Internazionale Milan resmi dijatuhi hukuman dua laga kandang tanpa penonton menyusul tindakan rasis yang dilontarkan kepada bek tengah Napoli, Kalidou Koulibaly, pada pekan ke-18 Serie A yang mempertemukan kedua tim, Rabu (26/12). Selain itu, tribun Curva Nord juga akan ditutup selama tiga laga kandang dilangsungkan dengan alasan sebagian besar nyanyian rasis berasal dari tribun yang ditempati oleh ultra garis keras Inter tersebut.
“Inter Milan telah dihukum dengan dua pertandingan secara tertutup setelah penyalahgunaan rasial yang ditujukan pada pemain belakang Napoli, Kalidou Koulibaly,” demikian bunyi pernyataan resmi Federasi Sepakbola Italia (FIGC). Itu artinya, pendukung Inter dilarang memasuki stadion Guiseppe Meazza pada laga Coppa Italia menghadapi Benevento Calcio, Senin (14/1) dini hari WIB dan pekan ke-20 Serie A menjamu Sassuolo, Minggu (20/1) dini hari WIB.
Selain itu, pihak berwenang juga masih menyelidiki tindak kekerasan yang berlangsung sebelum laga digelar. Menurut laporan Talk Sport, terdapat satu pendukung Inter yang tewas ditabrak mobil van. Pendukung Inter tersebut sempat dilarikan ke rumah sakit sebelum akhirnya menghembuskan nafas terakhirnya. Kericuhan sebelum laga itu juga menelan korban lain, yakni empat pendukung Napoli yang menderita luka berat akibat ditusuk benda tajam.
Tindakan rasisme memang bukan menjadi hal yang baru di Italia. Pada tahun 2013 silam, Mario Balotelli yang kala itu berseragam AC Milan pernah diteriaki dengan sebutan ‘monyet’ oleh pendukung Inter. Inter pun kemudian dijatuhi hukuman denda senilai 50 ribu euro. Menjelang akhir musim 2016/17, Antonio Rudiger yang kala itu berseragam AS Roma juga pernah menjadi sasaran rasisme pendukung Lazio. Selain dua kasus di atas, masih banyak lagi insiden rasisme di Italia yang sudah terjadi selama bertahun-tahun.

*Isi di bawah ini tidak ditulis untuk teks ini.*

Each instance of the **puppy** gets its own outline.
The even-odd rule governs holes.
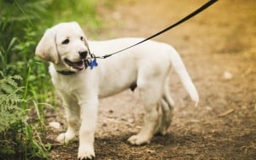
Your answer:
[[[171,65],[191,99],[199,101],[180,56],[166,43],[147,41],[121,54],[97,60],[98,66],[93,69],[87,67],[90,50],[102,56],[141,40],[129,37],[87,41],[79,25],[68,22],[48,29],[38,43],[36,55],[50,62],[51,81],[66,108],[67,130],[56,140],[67,143],[79,130],[79,159],[95,157],[94,134],[100,98],[127,89],[138,89],[145,108],[144,125],[137,134],[128,139],[132,145],[149,143],[154,134],[165,134],[170,127],[173,108],[168,87]]]

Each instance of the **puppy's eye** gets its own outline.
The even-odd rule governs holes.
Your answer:
[[[69,43],[69,39],[65,39],[64,41],[62,41],[62,44],[67,44]]]

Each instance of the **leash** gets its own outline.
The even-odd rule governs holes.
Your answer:
[[[160,34],[162,34],[162,33],[164,33],[164,32],[171,30],[172,28],[174,28],[175,26],[180,25],[181,23],[183,23],[184,21],[191,19],[195,15],[196,15],[199,13],[202,12],[203,10],[205,10],[206,9],[207,9],[208,7],[210,7],[212,4],[213,4],[217,1],[218,0],[209,0],[207,3],[206,3],[205,4],[203,4],[201,7],[200,7],[199,9],[197,9],[196,10],[195,10],[194,12],[192,12],[191,14],[189,14],[189,15],[185,16],[182,20],[178,20],[177,22],[176,22],[176,23],[171,25],[170,26],[166,27],[166,29],[164,29],[164,30],[162,30],[162,31],[159,31],[159,32],[157,32],[157,33],[155,33],[155,34],[154,34],[154,35],[152,35],[152,36],[150,36],[150,37],[147,37],[147,38],[145,38],[145,39],[143,39],[143,40],[142,40],[142,41],[140,41],[140,42],[138,42],[138,43],[135,43],[133,45],[131,45],[131,46],[129,46],[127,48],[125,48],[125,49],[123,49],[121,50],[113,52],[113,53],[109,54],[105,54],[105,55],[102,55],[102,56],[96,56],[94,54],[91,54],[89,51],[89,54],[90,55],[90,58],[89,58],[90,60],[89,60],[88,61],[89,66],[90,66],[90,69],[92,69],[94,66],[97,66],[96,59],[106,59],[106,58],[110,57],[110,56],[112,56],[113,54],[119,54],[119,53],[123,52],[125,50],[127,50],[127,49],[131,49],[132,47],[135,47],[135,46],[137,46],[137,45],[138,45],[140,43],[144,43],[146,41],[148,41],[148,40],[150,40],[150,39],[152,39],[152,38],[154,38],[154,37],[157,37],[157,36],[159,36],[159,35],[160,35]]]

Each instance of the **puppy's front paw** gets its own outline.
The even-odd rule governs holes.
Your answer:
[[[93,146],[84,146],[79,148],[79,160],[89,160],[95,159],[95,152]]]
[[[132,135],[131,137],[130,137],[128,139],[128,141],[131,145],[143,145],[143,144],[148,144],[150,142],[150,138],[137,134],[137,135]]]
[[[66,144],[68,143],[74,136],[74,134],[62,133],[58,135],[56,140],[61,144]]]

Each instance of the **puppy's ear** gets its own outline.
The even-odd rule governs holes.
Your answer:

Ketua Umum FIGC, Gabrielle Gravina, kehilangan kesabarannya. Masih melansir dari sumber yang sama, Gravina dikabarkan akan menggelar pertemuan darurat dengan Wakil Perdana Menteri Italia, Matteo Salvini dan perwakilan dari Kementerian Dalam Negeri Italia. Gravini mengungkapkan bahwa dirinya akan memberi usulan mengenai pengubahan Undang-Undang yang mengatur tindakan rasisme. “Adalah niat saya untuk mengusulkan mengubah peraturan agar menjadikannya lebih lebih mudah diterapkan,” ujarnya melalui laman resmi FIGC.
“Sekarang cukup, apa yang terjadi di hari-hari terakhir tidak lagi bisa ditoleransi. Sepakbola adalah warisan pendukung sejati dan karenanya harus dipertahankan oleh semua orang yang menggunakannya sebagai alat untuk menciptakan ketegangan.”
Mantan manajer Inter yang sekarang menangani Torino, Walter Mazzari, turut berkomentar mengenai tindakan rasis yang seolah sulit dihilangkan di Italia. Menurutnya, pendidikan pada usia dini dapat berperan untuk meminimalisasi tindakan rasis.
“Kita harus benar-benar keras kepala ketika rasisme datang. Ini masalah sosial, kita harus mulai dari sekolah dasar, dengan guru yang harus membekukan anak-anak yang menunjukkan tanda-tanda intoleransi,” ujarnya seperti dilansir Football Italia.
Senada dengan Mazarri, manajer Juventus, Massimilano Allegri, juga memiliki pandangan serupa. "Ada yang hilang di Italia, kami kehilangan sedikit pendidikan dan rasa hormat. Bukan hanya sepakbola. Kita harus berada di sekolah, dari 100 orang 70 atau 80 akan berada di jalan yang benar, tetapi ini adalah sesuatu yang kita semua perlu lakukan bersama.”